Religiöse Traditionsbestände sind unverzichtbare Ressourcen für die innermuslimische Selbstreflexion.
Der auf dem ersten Blick verständliche Reflex verkennt aber kurzerhand, dass die vollständige Infragestellung religiöser Traditionsbestände die MuslimInnen von grundlegenden Ressourcen für die so wichtige innermuslimische Selbstreflexion abschneidet. Eben jene vielschichtigen und komplexen Traditionen, die von pluralen Rechtsmeinungen, über mehrdeutige Korankommentare, bis hin zu den großen ethischen Abhandlungen oder metaphysischen Betrachtungen reichen. Ein enormer geistiger Fundus, der sich über die Jahrhunderte angesammelt hat und dessen Tragweite in der Regel weder dem allgemeinen Muslim noch dem Außenstehenden bekannt ist.
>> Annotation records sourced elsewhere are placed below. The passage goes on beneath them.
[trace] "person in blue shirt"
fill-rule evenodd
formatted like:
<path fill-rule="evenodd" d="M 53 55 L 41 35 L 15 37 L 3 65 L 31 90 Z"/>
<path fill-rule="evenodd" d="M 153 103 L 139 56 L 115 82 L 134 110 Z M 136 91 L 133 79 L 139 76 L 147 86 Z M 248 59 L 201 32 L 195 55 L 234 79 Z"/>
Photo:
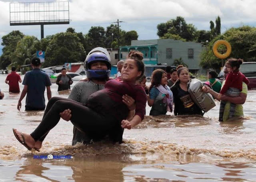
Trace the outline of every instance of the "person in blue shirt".
<path fill-rule="evenodd" d="M 52 98 L 51 81 L 48 75 L 40 69 L 40 59 L 36 57 L 33 58 L 31 60 L 31 66 L 33 70 L 26 73 L 22 82 L 24 87 L 17 106 L 19 111 L 21 108 L 21 101 L 26 94 L 25 110 L 27 111 L 44 110 L 46 87 L 48 100 Z"/>
<path fill-rule="evenodd" d="M 158 116 L 172 112 L 173 95 L 167 85 L 166 72 L 158 69 L 152 73 L 151 85 L 148 96 L 148 104 L 152 106 L 149 115 Z"/>

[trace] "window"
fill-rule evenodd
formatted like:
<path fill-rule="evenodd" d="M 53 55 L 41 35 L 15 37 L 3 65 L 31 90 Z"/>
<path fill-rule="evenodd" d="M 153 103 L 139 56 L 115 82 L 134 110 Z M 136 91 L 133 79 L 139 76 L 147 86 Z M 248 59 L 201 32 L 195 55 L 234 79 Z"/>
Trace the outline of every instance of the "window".
<path fill-rule="evenodd" d="M 172 57 L 172 49 L 166 48 L 166 59 L 171 59 Z"/>
<path fill-rule="evenodd" d="M 115 59 L 118 59 L 118 54 L 115 54 Z"/>
<path fill-rule="evenodd" d="M 188 56 L 189 59 L 194 58 L 194 49 L 188 49 Z"/>

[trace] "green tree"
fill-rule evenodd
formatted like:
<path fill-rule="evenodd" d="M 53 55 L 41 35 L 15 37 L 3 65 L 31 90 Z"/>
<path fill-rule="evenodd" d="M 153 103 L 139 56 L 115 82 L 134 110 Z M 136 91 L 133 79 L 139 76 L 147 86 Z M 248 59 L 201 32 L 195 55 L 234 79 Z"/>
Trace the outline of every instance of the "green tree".
<path fill-rule="evenodd" d="M 80 41 L 76 34 L 70 32 L 56 34 L 45 52 L 44 67 L 84 61 L 86 53 Z"/>
<path fill-rule="evenodd" d="M 232 28 L 215 37 L 203 50 L 200 64 L 203 68 L 219 70 L 222 66 L 222 60 L 216 57 L 212 50 L 214 43 L 220 39 L 230 44 L 232 51 L 230 57 L 242 58 L 246 62 L 256 59 L 256 28 L 249 26 Z"/>
<path fill-rule="evenodd" d="M 11 57 L 14 54 L 18 42 L 24 36 L 19 30 L 14 30 L 3 36 L 1 44 L 4 46 L 3 54 L 0 58 L 0 68 L 5 69 L 12 63 Z"/>
<path fill-rule="evenodd" d="M 210 29 L 211 32 L 211 40 L 214 39 L 216 36 L 220 34 L 220 18 L 218 16 L 215 20 L 215 27 L 212 21 L 210 22 Z"/>
<path fill-rule="evenodd" d="M 30 64 L 31 58 L 36 56 L 36 51 L 40 48 L 40 42 L 37 38 L 34 36 L 24 36 L 18 43 L 11 57 L 12 63 L 9 65 L 9 68 L 13 65 L 18 68 L 21 65 Z"/>
<path fill-rule="evenodd" d="M 104 47 L 106 42 L 106 32 L 102 26 L 92 26 L 85 35 L 87 52 L 96 47 Z"/>
<path fill-rule="evenodd" d="M 176 19 L 172 19 L 165 23 L 162 23 L 157 26 L 157 34 L 162 37 L 167 33 L 178 35 L 187 41 L 196 40 L 197 30 L 192 24 L 187 24 L 185 19 L 181 16 L 177 16 Z"/>
<path fill-rule="evenodd" d="M 205 45 L 206 40 L 210 41 L 211 39 L 211 32 L 210 31 L 201 30 L 198 31 L 197 42 L 202 43 Z"/>
<path fill-rule="evenodd" d="M 215 20 L 215 33 L 216 35 L 220 35 L 220 18 L 218 16 Z"/>
<path fill-rule="evenodd" d="M 180 58 L 179 59 L 174 59 L 173 64 L 172 64 L 172 66 L 178 66 L 179 65 L 183 65 L 184 66 L 188 67 L 188 65 L 184 62 L 181 58 Z"/>

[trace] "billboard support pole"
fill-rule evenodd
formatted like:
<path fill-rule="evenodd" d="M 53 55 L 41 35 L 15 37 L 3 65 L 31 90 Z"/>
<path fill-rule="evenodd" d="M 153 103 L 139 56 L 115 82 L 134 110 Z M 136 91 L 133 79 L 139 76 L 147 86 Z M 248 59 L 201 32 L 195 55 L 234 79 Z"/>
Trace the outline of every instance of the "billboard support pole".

Luther – ein wenig hilfreiches Reformvorbild
Gerade dann ist der fromme Wunsch nach Reformation wenig hilfreich, wenn er sich auf das Wirken und Denken Luthers bezieht. Schließlich ist die als Wahhabismus bekannt gewordene Erscheinung eine Reformbewegung, die mit ihrem traditionsfeindlichen, reformatorischen „Sola Scriptura“ den Ballast der jahrhundertealten Auslegungstraditionen bereinigen will. Zudem lässt er völlig die unterschiedlich gelagerten historischen Konstellationen der deutschen Fürstentümer im 16. Jahrhundert und der Gegenwart des 21. Jahrhundert außer Acht.
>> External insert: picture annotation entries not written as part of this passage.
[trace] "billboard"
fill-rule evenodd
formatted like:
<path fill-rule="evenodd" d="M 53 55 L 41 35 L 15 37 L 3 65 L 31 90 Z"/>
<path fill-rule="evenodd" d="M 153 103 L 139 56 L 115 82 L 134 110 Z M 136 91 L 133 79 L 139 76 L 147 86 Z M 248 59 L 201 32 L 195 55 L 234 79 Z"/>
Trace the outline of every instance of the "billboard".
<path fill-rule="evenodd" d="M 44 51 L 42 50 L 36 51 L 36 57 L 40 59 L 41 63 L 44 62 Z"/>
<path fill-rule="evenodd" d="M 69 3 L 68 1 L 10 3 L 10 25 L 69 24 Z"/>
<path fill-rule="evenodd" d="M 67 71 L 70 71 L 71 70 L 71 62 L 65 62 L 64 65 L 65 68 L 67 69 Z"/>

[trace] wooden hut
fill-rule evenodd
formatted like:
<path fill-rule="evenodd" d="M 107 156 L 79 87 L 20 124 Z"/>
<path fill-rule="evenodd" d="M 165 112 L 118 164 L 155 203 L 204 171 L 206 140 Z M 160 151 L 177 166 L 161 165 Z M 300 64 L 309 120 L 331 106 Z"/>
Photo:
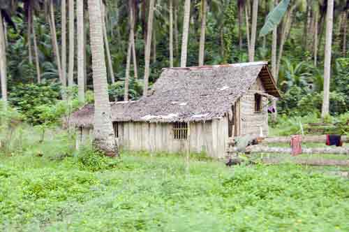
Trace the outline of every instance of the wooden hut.
<path fill-rule="evenodd" d="M 268 99 L 279 97 L 267 62 L 164 68 L 147 96 L 111 103 L 126 150 L 224 157 L 229 138 L 268 134 Z M 77 143 L 93 135 L 94 106 L 73 114 Z"/>

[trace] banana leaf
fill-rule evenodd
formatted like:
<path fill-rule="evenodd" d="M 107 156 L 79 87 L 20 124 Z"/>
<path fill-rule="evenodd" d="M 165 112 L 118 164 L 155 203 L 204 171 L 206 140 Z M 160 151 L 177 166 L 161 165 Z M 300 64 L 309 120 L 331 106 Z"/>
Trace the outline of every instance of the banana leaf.
<path fill-rule="evenodd" d="M 260 29 L 260 36 L 264 36 L 272 31 L 281 22 L 285 13 L 290 5 L 290 0 L 282 0 L 273 10 L 272 10 L 265 20 L 265 23 Z"/>

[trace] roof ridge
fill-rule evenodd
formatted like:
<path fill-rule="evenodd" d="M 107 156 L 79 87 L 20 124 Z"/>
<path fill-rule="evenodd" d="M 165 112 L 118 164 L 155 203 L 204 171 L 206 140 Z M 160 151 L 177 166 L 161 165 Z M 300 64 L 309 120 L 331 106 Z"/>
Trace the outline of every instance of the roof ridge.
<path fill-rule="evenodd" d="M 204 65 L 201 66 L 191 66 L 191 67 L 167 67 L 163 68 L 162 71 L 166 69 L 184 69 L 184 70 L 197 70 L 197 69 L 205 69 L 205 68 L 220 68 L 220 67 L 244 67 L 244 66 L 251 66 L 255 65 L 268 65 L 268 61 L 253 61 L 253 62 L 244 62 L 244 63 L 236 63 L 236 64 L 213 64 L 213 65 Z"/>

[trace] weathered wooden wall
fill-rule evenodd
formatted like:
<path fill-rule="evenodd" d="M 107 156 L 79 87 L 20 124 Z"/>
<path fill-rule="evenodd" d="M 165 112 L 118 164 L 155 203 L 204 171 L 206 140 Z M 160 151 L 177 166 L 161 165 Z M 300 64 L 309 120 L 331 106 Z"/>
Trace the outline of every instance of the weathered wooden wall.
<path fill-rule="evenodd" d="M 133 151 L 205 152 L 214 158 L 222 158 L 228 141 L 228 119 L 205 122 L 191 122 L 187 140 L 174 138 L 170 123 L 124 122 L 118 124 L 118 145 L 125 150 Z M 91 130 L 83 129 L 80 141 L 90 140 Z"/>
<path fill-rule="evenodd" d="M 241 135 L 259 136 L 262 126 L 263 136 L 267 136 L 268 135 L 268 99 L 266 97 L 262 97 L 262 112 L 255 112 L 255 96 L 253 91 L 265 92 L 259 78 L 251 87 L 250 90 L 251 92 L 240 99 Z"/>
Nicht selten beschleicht einen das Gefühl, dass der reformatorische Ruf zur bloßen Parole geworden ist, um den kulturellen Besitz auf der einen und das Defizit auf der anderen Seite anzuzeigen. Ähnlich wie bei IslamistInnen aller Couleur verbirgt sich hinter der Vorstellung noch die Idee des Islam als eines abgeschlossenen und totalen Gefüges, statt das Bild einer lebendigen Religion. Leben ist Dynamik und Wandel. Eben das scheint den sogenannten Weltreligionen ohnehin zu eigen zu sein, angesichts ihrer stabilen historischen Kontinuität. Der Ruf tendiert aber auch zu einer wenig differenzierten geschichtlichen Wahrnehmung und der Missachtung maßgeblich islamwissenschaftlicher Befunde. Ein wichtiger Erklärungsansatz, vielleicht der sogar der schlüssigste, kommt von Orientalisten und Schriftsteller Navid Kermani:
„Vielleicht ist das Problem des Islams weniger die Tradition als vielmehr der fast schon vollständige Bruch mit dieser Tradition, der Verlust des kulturellen Gedächtnisses, seine zivilisatorische Amnesie.“
Navid Kermani
Der liberale Standpunkt hingegen, der sich vollkommen von der heterogenen Tradition abgeschieden sieht, oder sich gar aus einer Fundamentalopposition zu ihr zu generieren versucht und dabei viel medialen Beifall und gesellschaftliche Unterstützung erhält, mag zwar für eine kleine Minderheit eine Option sein, aber auch ihm ermangelt es an lebendigen Bezügen zur muslimischen Geistesgeschichte.
Reform durch lebendige Traditionsbezüge
Dass die MuslimInnen ihre Tradition und Offenbarung argumentativ vermitteln, kritisch befragen und selbstreflexiv verantworten lassen müssen, ist einleuchtend und notwendig. Dabei sollten aber auch vor allem jene Gelehrten Beachtung finden, die zwar keine unverzügliche radikale Reform aufweisen, wohl aber jene Flexibilität und Anpassungsgabe besitzen, die den Weltreligionen zu eigen sein scheint. Denn nicht wenige traditionelle Gelehrte bemühen sich, zwar leise aber mindestens genauso kreativ, die autochthoneren Traditionen und Normen an moderne Anliegen und Ansprüche anzugleichen und damit das gute Zusammenleben zwischen MuslimImnen und NichtmuslimInnen zu ermöglichen. Bei allen berechtigen zivilgesellschaftlichen Forderungen an den religiösen Diskurs und die Haltung der MuslimInnen, sollte auf der anderen Seite die eigene religiöse Welt der MuslimInnen und damit ein eigener Weg zur ethischen Erneuerung zugestanden werden.
Tarek El-Sourani hat in Leipzig und Berlin Arabistik und Islamwissenschaft studiert.